Filed Date: 9/5/1862
Status: Precedential
Modified Date: 4/15/2017
I cannot avoid thinking that this case presents an ingenious attempt on the part of the appellants, to avoid the application of the well settled principle, that an agreement by a creditor to postpone the payment of a debt due, until a future day certain, in consideration of no other or further consideration than the agreement of the debtor to pay the debt with interest on that day, is void for want of consideration.
It has been decided over and over again, if the creditor whose debt is due, receives part payment of it, and in consideration of such payment, promises to postpone or extend the time of payment of the balance, that such promise is void for want of consideration. (Miller v. Holbrook, 1 Wend., 317; Gibson v.Renne, 19 id., 390; Pabodie v. King, 12 John., 426;Reynolds v. Ward, 5 Wend., 501; Fulton v. Mathews Wedge, 15 John., 433.)
These cases certainly assume, that a promise by a creditor, no part of whose debt is paid, to extend the time of payment of the whole debt to a future day certain, in consideration of *Page 191 the promise of the debtor to pay the debt with interest on that day, would be void.
A creditor promising to extend the time of payment until a certain day, would not expect or ask his debtor to make a formal express promise in consideration of such extension, to pay his debt on that day, and not before that day; nor would the debtor, relying on such promise of extension, be very apt to make any such formal express promise; but if the promise of extension on the part of the creditor were held valid, such a promise on the part of the debtor would necessarily be implied. It would be implied from his acceptance of and reliance on the promise of the creditor. No court would ever hold the promise on the part of the creditor valid and binding without holding that there was a corresponding obligation on the part of the debtor to pay at the time fixed by the promise of extension, and not to pay before; that is, in the language of the defendant's answer, to keep the money until the day fixed by the promise of extension. Hence the cases before cited necessarily assume, that the agreement, or mutual agreements, specially set up in the defendant's answer would be nudum pactum and void, and would not have been a defence if proved; for these cases must have been decided on the assumption, if the promise on the part of the creditor to extend the time of payment was valid, or should be held valid, that there was or would be a corresponding valid obligation or promise on the part of the debtor not only to pay at the time fixed by the agreement of extension, but also not to pay before. These cases then, in effect, decide, if a creditor whose debt is due, in consideration of the payment of a part of it, and of a promise on the part of his debtor to pay the balance on a certain future day, and not before, promises to extend the time of payment of such balance until that day, that such promise is without consideration and void.

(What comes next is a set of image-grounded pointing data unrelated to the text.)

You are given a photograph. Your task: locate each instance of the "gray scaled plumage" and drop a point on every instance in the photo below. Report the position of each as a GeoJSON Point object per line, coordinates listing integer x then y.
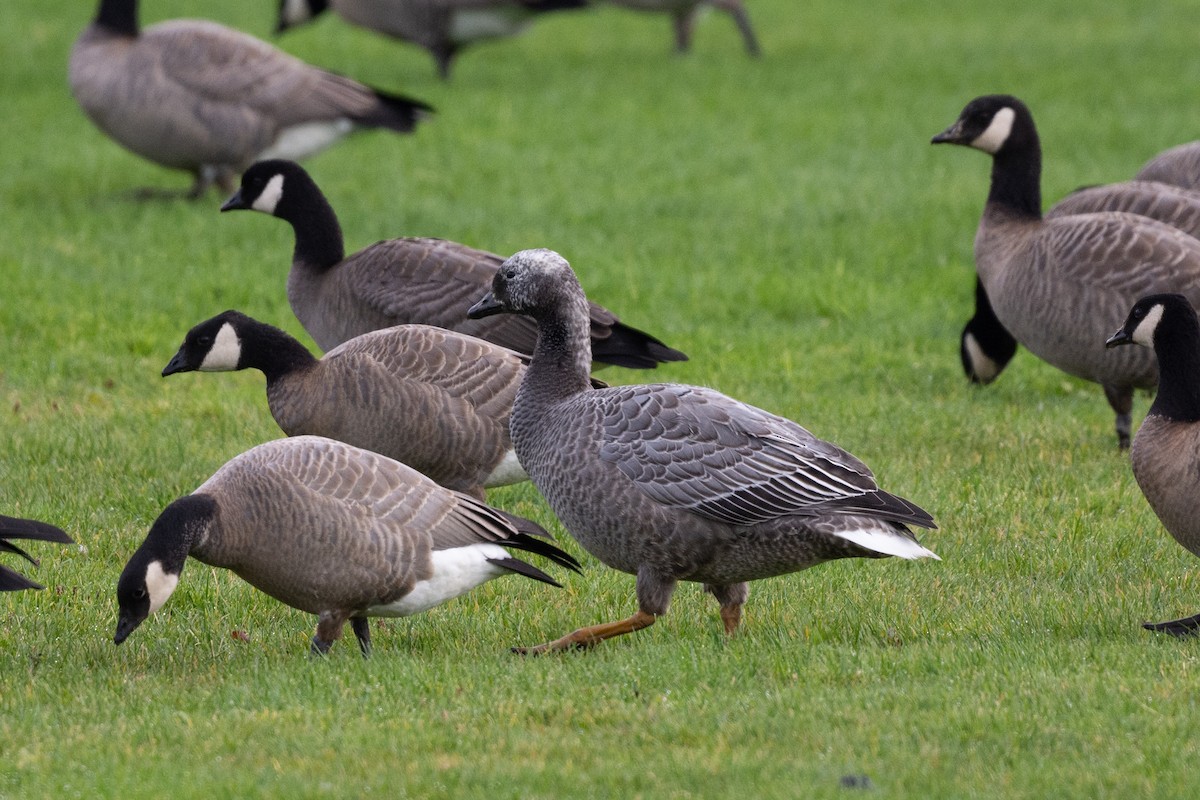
{"type": "Point", "coordinates": [1059, 286]}
{"type": "Point", "coordinates": [403, 281]}
{"type": "Point", "coordinates": [333, 530]}
{"type": "Point", "coordinates": [442, 26]}
{"type": "Point", "coordinates": [429, 397]}
{"type": "Point", "coordinates": [205, 98]}
{"type": "Point", "coordinates": [672, 482]}
{"type": "Point", "coordinates": [1165, 452]}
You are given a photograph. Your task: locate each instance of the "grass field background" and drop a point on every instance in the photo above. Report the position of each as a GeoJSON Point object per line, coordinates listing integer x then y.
{"type": "Point", "coordinates": [783, 221]}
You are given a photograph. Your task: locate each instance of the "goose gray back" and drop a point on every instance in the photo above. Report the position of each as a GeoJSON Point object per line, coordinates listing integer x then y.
{"type": "Point", "coordinates": [1165, 452]}
{"type": "Point", "coordinates": [1059, 286]}
{"type": "Point", "coordinates": [442, 26]}
{"type": "Point", "coordinates": [672, 482]}
{"type": "Point", "coordinates": [403, 281]}
{"type": "Point", "coordinates": [333, 530]}
{"type": "Point", "coordinates": [429, 397]}
{"type": "Point", "coordinates": [205, 98]}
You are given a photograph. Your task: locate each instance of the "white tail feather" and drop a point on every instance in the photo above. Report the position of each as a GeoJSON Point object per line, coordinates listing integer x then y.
{"type": "Point", "coordinates": [888, 543]}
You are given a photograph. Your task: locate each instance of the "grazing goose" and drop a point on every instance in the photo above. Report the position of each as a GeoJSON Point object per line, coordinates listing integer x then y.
{"type": "Point", "coordinates": [402, 281]}
{"type": "Point", "coordinates": [1180, 166]}
{"type": "Point", "coordinates": [672, 482]}
{"type": "Point", "coordinates": [442, 26]}
{"type": "Point", "coordinates": [1060, 284]}
{"type": "Point", "coordinates": [429, 397]}
{"type": "Point", "coordinates": [684, 12]}
{"type": "Point", "coordinates": [334, 530]}
{"type": "Point", "coordinates": [209, 100]}
{"type": "Point", "coordinates": [987, 347]}
{"type": "Point", "coordinates": [30, 529]}
{"type": "Point", "coordinates": [1165, 452]}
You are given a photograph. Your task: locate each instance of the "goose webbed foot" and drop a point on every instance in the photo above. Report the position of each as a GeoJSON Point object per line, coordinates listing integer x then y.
{"type": "Point", "coordinates": [1180, 627]}
{"type": "Point", "coordinates": [588, 637]}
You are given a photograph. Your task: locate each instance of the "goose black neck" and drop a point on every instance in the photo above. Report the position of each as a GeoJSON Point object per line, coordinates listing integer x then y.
{"type": "Point", "coordinates": [319, 241]}
{"type": "Point", "coordinates": [275, 353]}
{"type": "Point", "coordinates": [1177, 348]}
{"type": "Point", "coordinates": [1017, 178]}
{"type": "Point", "coordinates": [119, 17]}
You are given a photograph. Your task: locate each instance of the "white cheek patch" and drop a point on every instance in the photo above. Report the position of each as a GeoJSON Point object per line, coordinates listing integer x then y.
{"type": "Point", "coordinates": [996, 134]}
{"type": "Point", "coordinates": [160, 584]}
{"type": "Point", "coordinates": [225, 353]}
{"type": "Point", "coordinates": [1144, 334]}
{"type": "Point", "coordinates": [270, 196]}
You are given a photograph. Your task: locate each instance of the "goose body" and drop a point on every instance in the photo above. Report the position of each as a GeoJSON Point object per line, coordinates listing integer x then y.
{"type": "Point", "coordinates": [429, 397]}
{"type": "Point", "coordinates": [673, 482]}
{"type": "Point", "coordinates": [28, 529]}
{"type": "Point", "coordinates": [987, 347]}
{"type": "Point", "coordinates": [403, 281]}
{"type": "Point", "coordinates": [333, 530]}
{"type": "Point", "coordinates": [1060, 284]}
{"type": "Point", "coordinates": [205, 98]}
{"type": "Point", "coordinates": [1179, 166]}
{"type": "Point", "coordinates": [684, 13]}
{"type": "Point", "coordinates": [1165, 453]}
{"type": "Point", "coordinates": [442, 26]}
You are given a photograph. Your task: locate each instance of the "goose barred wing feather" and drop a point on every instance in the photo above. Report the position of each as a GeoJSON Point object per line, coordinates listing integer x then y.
{"type": "Point", "coordinates": [696, 449]}
{"type": "Point", "coordinates": [1121, 252]}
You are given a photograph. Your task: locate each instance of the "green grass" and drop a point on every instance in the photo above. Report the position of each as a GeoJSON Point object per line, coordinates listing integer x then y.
{"type": "Point", "coordinates": [787, 224]}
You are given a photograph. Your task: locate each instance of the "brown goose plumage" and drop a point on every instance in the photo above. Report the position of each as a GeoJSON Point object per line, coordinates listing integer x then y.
{"type": "Point", "coordinates": [402, 281]}
{"type": "Point", "coordinates": [673, 482]}
{"type": "Point", "coordinates": [429, 397]}
{"type": "Point", "coordinates": [334, 530]}
{"type": "Point", "coordinates": [209, 100]}
{"type": "Point", "coordinates": [1165, 452]}
{"type": "Point", "coordinates": [1179, 166]}
{"type": "Point", "coordinates": [442, 26]}
{"type": "Point", "coordinates": [1060, 284]}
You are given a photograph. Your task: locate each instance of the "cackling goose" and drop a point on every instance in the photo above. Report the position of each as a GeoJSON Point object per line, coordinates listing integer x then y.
{"type": "Point", "coordinates": [429, 397]}
{"type": "Point", "coordinates": [1060, 284]}
{"type": "Point", "coordinates": [1165, 452]}
{"type": "Point", "coordinates": [334, 530]}
{"type": "Point", "coordinates": [401, 281]}
{"type": "Point", "coordinates": [672, 482]}
{"type": "Point", "coordinates": [209, 100]}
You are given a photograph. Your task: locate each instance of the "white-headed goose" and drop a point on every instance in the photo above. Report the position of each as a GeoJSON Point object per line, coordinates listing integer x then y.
{"type": "Point", "coordinates": [442, 26]}
{"type": "Point", "coordinates": [1165, 452]}
{"type": "Point", "coordinates": [403, 281]}
{"type": "Point", "coordinates": [209, 100]}
{"type": "Point", "coordinates": [29, 529]}
{"type": "Point", "coordinates": [334, 530]}
{"type": "Point", "coordinates": [429, 397]}
{"type": "Point", "coordinates": [1059, 286]}
{"type": "Point", "coordinates": [672, 482]}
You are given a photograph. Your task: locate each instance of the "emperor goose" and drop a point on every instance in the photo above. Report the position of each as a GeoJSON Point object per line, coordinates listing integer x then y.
{"type": "Point", "coordinates": [1179, 166]}
{"type": "Point", "coordinates": [987, 347]}
{"type": "Point", "coordinates": [400, 281]}
{"type": "Point", "coordinates": [672, 482]}
{"type": "Point", "coordinates": [442, 26]}
{"type": "Point", "coordinates": [1060, 284]}
{"type": "Point", "coordinates": [209, 100]}
{"type": "Point", "coordinates": [30, 529]}
{"type": "Point", "coordinates": [684, 12]}
{"type": "Point", "coordinates": [1165, 452]}
{"type": "Point", "coordinates": [334, 530]}
{"type": "Point", "coordinates": [429, 397]}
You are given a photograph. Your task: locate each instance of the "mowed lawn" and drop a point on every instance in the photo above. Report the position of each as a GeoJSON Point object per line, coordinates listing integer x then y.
{"type": "Point", "coordinates": [783, 221]}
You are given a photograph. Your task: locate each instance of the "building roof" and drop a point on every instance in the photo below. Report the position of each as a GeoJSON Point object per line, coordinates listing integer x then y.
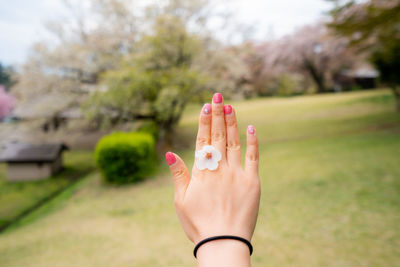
{"type": "Point", "coordinates": [28, 153]}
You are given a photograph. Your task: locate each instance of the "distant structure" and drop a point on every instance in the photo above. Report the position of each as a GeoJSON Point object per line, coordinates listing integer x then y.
{"type": "Point", "coordinates": [27, 162]}
{"type": "Point", "coordinates": [363, 77]}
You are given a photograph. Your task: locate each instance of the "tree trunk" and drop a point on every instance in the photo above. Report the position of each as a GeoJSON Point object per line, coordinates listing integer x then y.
{"type": "Point", "coordinates": [317, 76]}
{"type": "Point", "coordinates": [396, 91]}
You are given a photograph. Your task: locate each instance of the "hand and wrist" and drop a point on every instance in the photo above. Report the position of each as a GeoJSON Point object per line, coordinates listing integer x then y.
{"type": "Point", "coordinates": [223, 252]}
{"type": "Point", "coordinates": [220, 196]}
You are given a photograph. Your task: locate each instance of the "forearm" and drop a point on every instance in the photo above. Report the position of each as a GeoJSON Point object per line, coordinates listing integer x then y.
{"type": "Point", "coordinates": [223, 253]}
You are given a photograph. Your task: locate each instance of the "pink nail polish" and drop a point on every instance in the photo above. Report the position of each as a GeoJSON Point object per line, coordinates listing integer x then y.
{"type": "Point", "coordinates": [217, 98]}
{"type": "Point", "coordinates": [250, 129]}
{"type": "Point", "coordinates": [207, 108]}
{"type": "Point", "coordinates": [170, 158]}
{"type": "Point", "coordinates": [227, 109]}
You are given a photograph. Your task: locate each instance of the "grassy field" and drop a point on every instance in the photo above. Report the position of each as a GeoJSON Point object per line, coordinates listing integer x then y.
{"type": "Point", "coordinates": [18, 198]}
{"type": "Point", "coordinates": [330, 173]}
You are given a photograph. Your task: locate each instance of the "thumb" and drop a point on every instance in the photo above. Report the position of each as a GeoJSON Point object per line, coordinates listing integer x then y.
{"type": "Point", "coordinates": [179, 173]}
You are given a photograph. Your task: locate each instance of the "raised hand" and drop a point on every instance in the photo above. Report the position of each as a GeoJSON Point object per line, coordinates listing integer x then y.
{"type": "Point", "coordinates": [220, 197]}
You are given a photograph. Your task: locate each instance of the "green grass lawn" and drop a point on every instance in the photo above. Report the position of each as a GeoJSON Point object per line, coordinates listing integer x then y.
{"type": "Point", "coordinates": [330, 174]}
{"type": "Point", "coordinates": [17, 198]}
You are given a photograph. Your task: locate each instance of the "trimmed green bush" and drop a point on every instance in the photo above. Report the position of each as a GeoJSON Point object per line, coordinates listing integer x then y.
{"type": "Point", "coordinates": [125, 157]}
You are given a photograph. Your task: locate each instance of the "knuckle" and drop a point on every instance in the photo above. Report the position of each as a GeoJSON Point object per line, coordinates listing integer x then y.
{"type": "Point", "coordinates": [252, 156]}
{"type": "Point", "coordinates": [218, 111]}
{"type": "Point", "coordinates": [202, 141]}
{"type": "Point", "coordinates": [179, 173]}
{"type": "Point", "coordinates": [218, 136]}
{"type": "Point", "coordinates": [231, 123]}
{"type": "Point", "coordinates": [205, 120]}
{"type": "Point", "coordinates": [177, 203]}
{"type": "Point", "coordinates": [233, 145]}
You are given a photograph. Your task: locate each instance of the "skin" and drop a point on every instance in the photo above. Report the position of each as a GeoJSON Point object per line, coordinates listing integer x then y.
{"type": "Point", "coordinates": [220, 202]}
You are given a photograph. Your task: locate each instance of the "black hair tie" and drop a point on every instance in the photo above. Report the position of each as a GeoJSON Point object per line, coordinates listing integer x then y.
{"type": "Point", "coordinates": [222, 237]}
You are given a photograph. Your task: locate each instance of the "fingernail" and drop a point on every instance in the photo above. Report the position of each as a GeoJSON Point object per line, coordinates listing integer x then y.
{"type": "Point", "coordinates": [227, 109]}
{"type": "Point", "coordinates": [217, 98]}
{"type": "Point", "coordinates": [251, 129]}
{"type": "Point", "coordinates": [170, 158]}
{"type": "Point", "coordinates": [207, 108]}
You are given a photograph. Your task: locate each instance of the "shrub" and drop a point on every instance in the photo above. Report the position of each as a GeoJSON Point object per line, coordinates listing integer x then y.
{"type": "Point", "coordinates": [125, 157]}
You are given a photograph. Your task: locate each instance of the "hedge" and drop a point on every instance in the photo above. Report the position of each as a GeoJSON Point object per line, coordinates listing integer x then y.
{"type": "Point", "coordinates": [125, 157]}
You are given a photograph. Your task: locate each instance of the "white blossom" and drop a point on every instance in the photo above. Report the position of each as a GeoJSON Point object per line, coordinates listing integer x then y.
{"type": "Point", "coordinates": [207, 158]}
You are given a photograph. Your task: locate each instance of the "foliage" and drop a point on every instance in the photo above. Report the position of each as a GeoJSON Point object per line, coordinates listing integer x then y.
{"type": "Point", "coordinates": [17, 198]}
{"type": "Point", "coordinates": [6, 76]}
{"type": "Point", "coordinates": [373, 26]}
{"type": "Point", "coordinates": [336, 201]}
{"type": "Point", "coordinates": [156, 82]}
{"type": "Point", "coordinates": [7, 103]}
{"type": "Point", "coordinates": [125, 157]}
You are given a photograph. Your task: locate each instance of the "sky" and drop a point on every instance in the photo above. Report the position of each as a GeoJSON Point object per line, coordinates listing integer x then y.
{"type": "Point", "coordinates": [22, 21]}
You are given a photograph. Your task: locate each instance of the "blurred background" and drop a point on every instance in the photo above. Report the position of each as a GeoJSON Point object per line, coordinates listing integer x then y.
{"type": "Point", "coordinates": [94, 92]}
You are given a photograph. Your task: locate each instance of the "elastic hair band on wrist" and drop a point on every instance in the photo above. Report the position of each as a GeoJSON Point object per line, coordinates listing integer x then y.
{"type": "Point", "coordinates": [222, 237]}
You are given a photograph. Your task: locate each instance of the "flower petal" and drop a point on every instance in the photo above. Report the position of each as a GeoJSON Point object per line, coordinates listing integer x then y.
{"type": "Point", "coordinates": [200, 164]}
{"type": "Point", "coordinates": [212, 165]}
{"type": "Point", "coordinates": [216, 155]}
{"type": "Point", "coordinates": [208, 149]}
{"type": "Point", "coordinates": [200, 154]}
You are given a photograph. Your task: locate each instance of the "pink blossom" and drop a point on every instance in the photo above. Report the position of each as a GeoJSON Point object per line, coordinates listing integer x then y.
{"type": "Point", "coordinates": [7, 103]}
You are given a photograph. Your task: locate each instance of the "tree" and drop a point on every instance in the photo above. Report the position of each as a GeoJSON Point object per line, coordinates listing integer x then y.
{"type": "Point", "coordinates": [6, 76]}
{"type": "Point", "coordinates": [373, 26]}
{"type": "Point", "coordinates": [156, 82]}
{"type": "Point", "coordinates": [314, 52]}
{"type": "Point", "coordinates": [91, 40]}
{"type": "Point", "coordinates": [6, 103]}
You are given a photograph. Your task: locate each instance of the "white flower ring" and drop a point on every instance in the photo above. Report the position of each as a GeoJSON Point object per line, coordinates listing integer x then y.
{"type": "Point", "coordinates": [207, 158]}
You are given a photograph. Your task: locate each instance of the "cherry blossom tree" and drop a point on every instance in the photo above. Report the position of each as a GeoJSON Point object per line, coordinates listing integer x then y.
{"type": "Point", "coordinates": [6, 103]}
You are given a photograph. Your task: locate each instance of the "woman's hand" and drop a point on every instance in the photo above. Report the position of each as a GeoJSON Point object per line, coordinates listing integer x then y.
{"type": "Point", "coordinates": [223, 201]}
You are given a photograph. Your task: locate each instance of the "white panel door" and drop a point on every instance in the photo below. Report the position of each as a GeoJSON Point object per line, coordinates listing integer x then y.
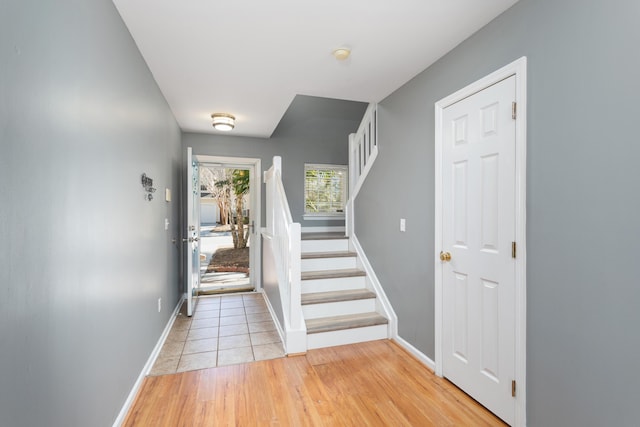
{"type": "Point", "coordinates": [193, 231]}
{"type": "Point", "coordinates": [478, 228]}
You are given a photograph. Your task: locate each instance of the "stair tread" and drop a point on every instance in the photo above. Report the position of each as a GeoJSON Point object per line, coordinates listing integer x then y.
{"type": "Point", "coordinates": [323, 236]}
{"type": "Point", "coordinates": [320, 255]}
{"type": "Point", "coordinates": [336, 296]}
{"type": "Point", "coordinates": [351, 321]}
{"type": "Point", "coordinates": [332, 274]}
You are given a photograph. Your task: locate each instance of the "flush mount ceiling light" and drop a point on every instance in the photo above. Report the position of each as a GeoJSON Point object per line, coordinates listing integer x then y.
{"type": "Point", "coordinates": [223, 121]}
{"type": "Point", "coordinates": [342, 53]}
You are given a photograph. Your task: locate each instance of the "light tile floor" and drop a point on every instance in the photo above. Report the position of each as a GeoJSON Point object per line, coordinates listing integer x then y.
{"type": "Point", "coordinates": [224, 330]}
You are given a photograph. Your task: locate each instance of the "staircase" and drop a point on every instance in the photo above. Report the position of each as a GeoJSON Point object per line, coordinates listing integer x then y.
{"type": "Point", "coordinates": [337, 306]}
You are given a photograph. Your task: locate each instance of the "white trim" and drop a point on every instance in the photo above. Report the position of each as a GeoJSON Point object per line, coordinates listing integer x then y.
{"type": "Point", "coordinates": [147, 366]}
{"type": "Point", "coordinates": [415, 352]}
{"type": "Point", "coordinates": [326, 229]}
{"type": "Point", "coordinates": [372, 280]}
{"type": "Point", "coordinates": [256, 205]}
{"type": "Point", "coordinates": [323, 217]}
{"type": "Point", "coordinates": [519, 69]}
{"type": "Point", "coordinates": [357, 181]}
{"type": "Point", "coordinates": [276, 321]}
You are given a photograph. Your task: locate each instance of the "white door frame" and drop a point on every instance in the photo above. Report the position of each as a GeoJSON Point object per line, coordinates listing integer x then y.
{"type": "Point", "coordinates": [255, 165]}
{"type": "Point", "coordinates": [519, 69]}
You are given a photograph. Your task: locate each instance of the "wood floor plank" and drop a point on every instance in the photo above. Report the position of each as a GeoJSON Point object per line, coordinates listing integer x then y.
{"type": "Point", "coordinates": [369, 384]}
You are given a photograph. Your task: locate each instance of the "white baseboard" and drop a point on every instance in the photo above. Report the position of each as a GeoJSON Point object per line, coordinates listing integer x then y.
{"type": "Point", "coordinates": [415, 352]}
{"type": "Point", "coordinates": [325, 229]}
{"type": "Point", "coordinates": [372, 279]}
{"type": "Point", "coordinates": [147, 367]}
{"type": "Point", "coordinates": [276, 321]}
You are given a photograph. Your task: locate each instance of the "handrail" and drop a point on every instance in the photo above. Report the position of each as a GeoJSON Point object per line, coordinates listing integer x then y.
{"type": "Point", "coordinates": [363, 150]}
{"type": "Point", "coordinates": [286, 247]}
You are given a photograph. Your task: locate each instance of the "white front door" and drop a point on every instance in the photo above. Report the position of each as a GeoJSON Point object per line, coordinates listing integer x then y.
{"type": "Point", "coordinates": [478, 228]}
{"type": "Point", "coordinates": [193, 232]}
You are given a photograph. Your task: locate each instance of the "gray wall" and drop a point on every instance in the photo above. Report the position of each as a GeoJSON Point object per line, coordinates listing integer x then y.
{"type": "Point", "coordinates": [312, 130]}
{"type": "Point", "coordinates": [582, 179]}
{"type": "Point", "coordinates": [83, 258]}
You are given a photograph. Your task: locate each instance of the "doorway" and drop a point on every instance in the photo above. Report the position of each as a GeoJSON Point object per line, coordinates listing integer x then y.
{"type": "Point", "coordinates": [223, 223]}
{"type": "Point", "coordinates": [225, 228]}
{"type": "Point", "coordinates": [480, 293]}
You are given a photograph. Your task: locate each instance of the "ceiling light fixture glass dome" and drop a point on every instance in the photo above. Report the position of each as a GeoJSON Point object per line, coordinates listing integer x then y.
{"type": "Point", "coordinates": [223, 121]}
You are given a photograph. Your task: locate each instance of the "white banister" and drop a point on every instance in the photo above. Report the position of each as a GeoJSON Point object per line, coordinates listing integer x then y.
{"type": "Point", "coordinates": [286, 246]}
{"type": "Point", "coordinates": [363, 150]}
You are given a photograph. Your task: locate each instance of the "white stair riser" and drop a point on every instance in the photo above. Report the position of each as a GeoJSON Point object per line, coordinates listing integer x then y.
{"type": "Point", "coordinates": [337, 284]}
{"type": "Point", "coordinates": [337, 263]}
{"type": "Point", "coordinates": [332, 245]}
{"type": "Point", "coordinates": [347, 336]}
{"type": "Point", "coordinates": [341, 308]}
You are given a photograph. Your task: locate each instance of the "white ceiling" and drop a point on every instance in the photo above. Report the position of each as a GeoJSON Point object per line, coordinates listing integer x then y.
{"type": "Point", "coordinates": [250, 58]}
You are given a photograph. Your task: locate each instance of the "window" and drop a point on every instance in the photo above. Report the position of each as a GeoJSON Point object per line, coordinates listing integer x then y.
{"type": "Point", "coordinates": [325, 191]}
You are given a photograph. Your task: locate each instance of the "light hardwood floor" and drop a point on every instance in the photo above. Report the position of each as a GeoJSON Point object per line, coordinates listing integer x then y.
{"type": "Point", "coordinates": [370, 384]}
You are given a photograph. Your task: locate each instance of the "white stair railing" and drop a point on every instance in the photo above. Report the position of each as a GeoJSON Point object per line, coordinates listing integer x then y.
{"type": "Point", "coordinates": [363, 150]}
{"type": "Point", "coordinates": [284, 236]}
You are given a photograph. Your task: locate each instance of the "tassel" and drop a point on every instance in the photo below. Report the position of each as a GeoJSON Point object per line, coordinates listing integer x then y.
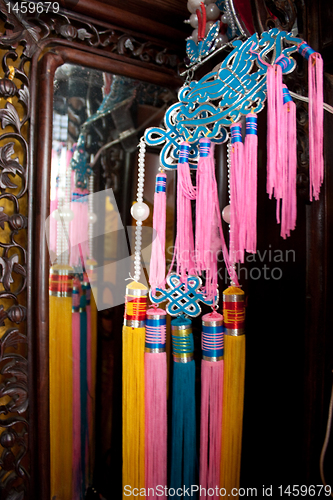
{"type": "Point", "coordinates": [316, 118]}
{"type": "Point", "coordinates": [207, 239]}
{"type": "Point", "coordinates": [78, 227]}
{"type": "Point", "coordinates": [157, 260]}
{"type": "Point", "coordinates": [133, 387]}
{"type": "Point", "coordinates": [184, 245]}
{"type": "Point", "coordinates": [237, 195]}
{"type": "Point", "coordinates": [233, 387]}
{"type": "Point", "coordinates": [77, 465]}
{"type": "Point", "coordinates": [251, 152]}
{"type": "Point", "coordinates": [183, 437]}
{"type": "Point", "coordinates": [211, 403]}
{"type": "Point", "coordinates": [83, 387]}
{"type": "Point", "coordinates": [289, 203]}
{"type": "Point", "coordinates": [156, 402]}
{"type": "Point", "coordinates": [61, 368]}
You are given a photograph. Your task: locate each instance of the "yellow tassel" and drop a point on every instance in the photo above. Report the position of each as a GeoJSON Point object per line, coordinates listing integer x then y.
{"type": "Point", "coordinates": [61, 382]}
{"type": "Point", "coordinates": [133, 387]}
{"type": "Point", "coordinates": [233, 388]}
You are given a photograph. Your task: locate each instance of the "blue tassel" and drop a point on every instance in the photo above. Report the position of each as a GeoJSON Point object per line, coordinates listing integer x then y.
{"type": "Point", "coordinates": [183, 433]}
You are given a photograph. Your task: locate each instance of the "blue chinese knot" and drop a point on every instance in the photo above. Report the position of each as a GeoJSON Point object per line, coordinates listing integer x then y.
{"type": "Point", "coordinates": [237, 87]}
{"type": "Point", "coordinates": [183, 298]}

In this case, the defendants paid no part of the debt. The sole alleged consideration of the plaintiff's promise to extend the time of payment of the whole debt, until the 1st of April, 1857, was a promise, on the part of the defendants, to *Page 192 pay the debt with interest on that day, and not before that day. The promise on the part of the defendants is not stated in the answer, in these precise words, but is substantially this.
But upon principle, and without reference to cases, the counsel for the appellants concedes, that their promise to pay interest was no consideration for Covil to delay payment, because, if Covil had delayed payment without such promise, he would have been entitled to such interest; but he insists that their promise not to pay the principal until the 1st of April, and then to pay it, was a sufficient consideration for the promise of delay on the part of Covil, because it deprived them of the right to pay the money at any time, and secured to Covil the right to compel the defendants to keep the money until the 1st of April. This, I think, is fanciful. The appellants were to pay only legal interest for the use of the money. The rate of interest, or value of the use of money, being fixed by law, the law cannot hold the delay of payment to be either a disadvantage to the debtor, or an advantage to the creditor; the one paying, and the other receiving the legal rate of interest for the use of the money only. The law cannot hold it to be a disadvantage to a man, to agree to keep the money of another for a time certain, for the use of which he is only to pay the rate of interest fixed by the law.
My conclusion is, that the judgment of the Supreme Court should be affirmed, with costs.
WRIGHT, GOULD ALLEN and SMITH, Js., concurred.